« Loli le temps venu » ou le journal des révélations
Fred Vargas décrit son personnage récurrent, le commissaire Adamsberg, comme un « pelleteur de nuages ». C’est ainsi qu’il nomme sa manière très personnelle de réfléchir, laissant, tandis qu’il déambule, ses pensées voleter autour de lui jusqu’à ce qu’elles composent un motif, ouvrent une brèche, se réorganisent en un faisceau de lumière. Pierrette Fleutiaux appartient à cette même famille de rêveurs pertinents, de promeneurs de la pensée sachant se rendre si poreux, si ouverts à ce qui les entoure que le sens les traverse, les rejoint, même, telles des particules jusqu’alors disséminées mais profondément, mystérieusement liées à eux.
« Loli le temps venu », le dernier ouvrage de Pierrette Fleutiaux, qui poursuit, après « Des phrases courtes ma chérie », « La saison de mon contentement » et « Bonjour Anne », ce qui apparaît a posteriori comme une série de l’intime en butte à l’univers, s’inscrit tout particulièrement dans cette veine poétique et baladeuse.
Le livre est en quelque sorte la trace, la capture attentive, respectueuse et souvent sidérée des courants, fulgurances, émotions, secousses et révélations provoqués par l’apparition, dans la vie de l’écrivain, de sa première petite-fille. Pierrette Fleutiaux y consigne en effet le bouleversement jamais anticipé qu’a produit en elle cette naissance. Elle s’attachera surtout à saisir le temps d’avant la parole, en femme de mots qui entrevoit, prise de vertiges, la puissance de ce qui circule dans l’absence de la langue, dans cet espace invisible et mouvant mais perceptible par brèves et miraculeuses percées, où l’humain est ce qu’il est depuis l’aube de son histoire, est aussi ce qu’il sera à l’heure de s’éteindre ou de finir de muter si radicalement que son lien à l’homme d’aujourd’hui aura sans doute été peu à peu oublié. Le livre – son principe, son désir et sa nécessité – est né à la faveur de l’une de ces percées.
Le résultat est d’une grâce et d’une vérité extraordinaire. Ce texte quasi amoureux (de l’enfant, de la vie qui sait s’imposer envers et contre les horreurs du monde) rend à l’être humain sa juste place d’élément de l’univers. A travers l’existence de sa petite-fille, la grand-mère est non pas renouvelée mais réinvestie, déployée, ouverte par mille canaux à ce qui l’entoure ou l’habite.

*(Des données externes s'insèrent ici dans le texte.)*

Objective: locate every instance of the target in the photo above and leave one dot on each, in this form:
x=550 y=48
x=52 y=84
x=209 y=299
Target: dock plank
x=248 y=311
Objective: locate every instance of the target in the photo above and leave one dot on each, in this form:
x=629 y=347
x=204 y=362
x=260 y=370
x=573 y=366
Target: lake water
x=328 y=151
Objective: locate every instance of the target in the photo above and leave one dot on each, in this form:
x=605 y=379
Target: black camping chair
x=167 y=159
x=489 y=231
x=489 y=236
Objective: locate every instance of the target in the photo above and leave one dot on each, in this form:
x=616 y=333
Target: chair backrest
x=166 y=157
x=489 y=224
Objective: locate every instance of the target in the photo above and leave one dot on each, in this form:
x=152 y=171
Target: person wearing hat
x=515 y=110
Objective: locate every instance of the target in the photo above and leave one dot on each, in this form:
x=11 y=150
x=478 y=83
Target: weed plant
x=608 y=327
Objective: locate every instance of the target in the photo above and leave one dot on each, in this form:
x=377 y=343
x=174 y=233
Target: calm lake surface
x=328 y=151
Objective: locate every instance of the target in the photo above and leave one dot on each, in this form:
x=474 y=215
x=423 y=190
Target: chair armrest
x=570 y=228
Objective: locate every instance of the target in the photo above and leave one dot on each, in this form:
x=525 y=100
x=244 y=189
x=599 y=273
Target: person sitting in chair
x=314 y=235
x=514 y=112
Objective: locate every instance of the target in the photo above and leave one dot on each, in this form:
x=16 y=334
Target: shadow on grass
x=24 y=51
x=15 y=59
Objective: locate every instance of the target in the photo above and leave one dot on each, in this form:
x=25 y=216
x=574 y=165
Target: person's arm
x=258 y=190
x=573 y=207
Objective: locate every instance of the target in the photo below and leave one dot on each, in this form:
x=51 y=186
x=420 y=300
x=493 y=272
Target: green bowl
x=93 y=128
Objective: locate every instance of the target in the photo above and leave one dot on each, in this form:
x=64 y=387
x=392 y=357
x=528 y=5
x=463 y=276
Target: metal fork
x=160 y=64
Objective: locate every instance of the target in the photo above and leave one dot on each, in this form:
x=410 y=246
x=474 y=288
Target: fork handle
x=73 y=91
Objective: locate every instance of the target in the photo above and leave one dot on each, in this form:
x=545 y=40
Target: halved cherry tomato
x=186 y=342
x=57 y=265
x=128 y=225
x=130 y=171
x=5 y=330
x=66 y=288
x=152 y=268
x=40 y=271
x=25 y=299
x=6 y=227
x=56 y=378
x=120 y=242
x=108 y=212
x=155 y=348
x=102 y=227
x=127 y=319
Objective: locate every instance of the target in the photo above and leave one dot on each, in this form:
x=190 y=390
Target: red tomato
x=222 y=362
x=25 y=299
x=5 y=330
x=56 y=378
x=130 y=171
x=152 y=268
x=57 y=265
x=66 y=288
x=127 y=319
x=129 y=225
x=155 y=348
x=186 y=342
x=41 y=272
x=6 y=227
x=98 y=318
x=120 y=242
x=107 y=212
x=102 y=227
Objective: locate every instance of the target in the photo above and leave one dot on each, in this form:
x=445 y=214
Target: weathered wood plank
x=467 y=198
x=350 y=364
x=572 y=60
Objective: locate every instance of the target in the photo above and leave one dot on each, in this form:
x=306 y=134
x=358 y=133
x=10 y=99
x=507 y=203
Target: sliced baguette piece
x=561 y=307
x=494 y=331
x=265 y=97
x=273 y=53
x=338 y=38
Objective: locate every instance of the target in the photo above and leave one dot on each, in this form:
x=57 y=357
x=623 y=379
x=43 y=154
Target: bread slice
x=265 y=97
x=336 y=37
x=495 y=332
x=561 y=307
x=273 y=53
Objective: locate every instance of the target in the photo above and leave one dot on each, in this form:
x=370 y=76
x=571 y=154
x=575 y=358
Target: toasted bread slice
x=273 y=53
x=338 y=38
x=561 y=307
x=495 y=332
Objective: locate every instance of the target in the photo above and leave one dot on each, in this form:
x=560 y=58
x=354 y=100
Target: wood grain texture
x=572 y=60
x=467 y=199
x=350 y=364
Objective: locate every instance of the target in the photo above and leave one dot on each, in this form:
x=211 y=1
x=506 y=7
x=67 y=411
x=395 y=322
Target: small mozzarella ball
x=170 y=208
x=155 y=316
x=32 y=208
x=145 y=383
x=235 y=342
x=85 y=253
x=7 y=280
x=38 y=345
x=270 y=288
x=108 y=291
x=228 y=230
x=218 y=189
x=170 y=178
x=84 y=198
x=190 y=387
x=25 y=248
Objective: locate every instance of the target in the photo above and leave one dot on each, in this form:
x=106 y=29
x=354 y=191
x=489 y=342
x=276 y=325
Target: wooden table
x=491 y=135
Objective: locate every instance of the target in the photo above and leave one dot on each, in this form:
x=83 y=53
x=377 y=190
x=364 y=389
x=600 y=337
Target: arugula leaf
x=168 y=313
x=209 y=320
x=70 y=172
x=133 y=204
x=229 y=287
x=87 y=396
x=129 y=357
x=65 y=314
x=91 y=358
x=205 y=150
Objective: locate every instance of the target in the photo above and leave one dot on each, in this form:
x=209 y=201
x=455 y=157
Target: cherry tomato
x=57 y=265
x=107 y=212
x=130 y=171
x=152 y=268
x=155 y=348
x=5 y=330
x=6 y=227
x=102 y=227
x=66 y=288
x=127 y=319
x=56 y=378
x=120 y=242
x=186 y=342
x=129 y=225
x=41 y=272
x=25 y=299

Là où on attendait de l’intime, on le trouve, bien sûr, mais si sensible, si frémissant qu’il touche au cosmique, presque au sacré, lumière et ténèbres confondues, parce que la magie de l’enfant neuve, ou plutôt le regard de la grand-mère sur l’enfant neuve sait les embrasser. C’est aussi et surtout une œuvre généreuse, portée par la joie du partage avec le lecteur tour à tour ému, ébloui, amusé. Heureux et reconnaissant de ce cadeau.
© Carole Zalberg
« Loli le temps venu », de Pierrette Fleutiaux, Odile Jacob, 2013.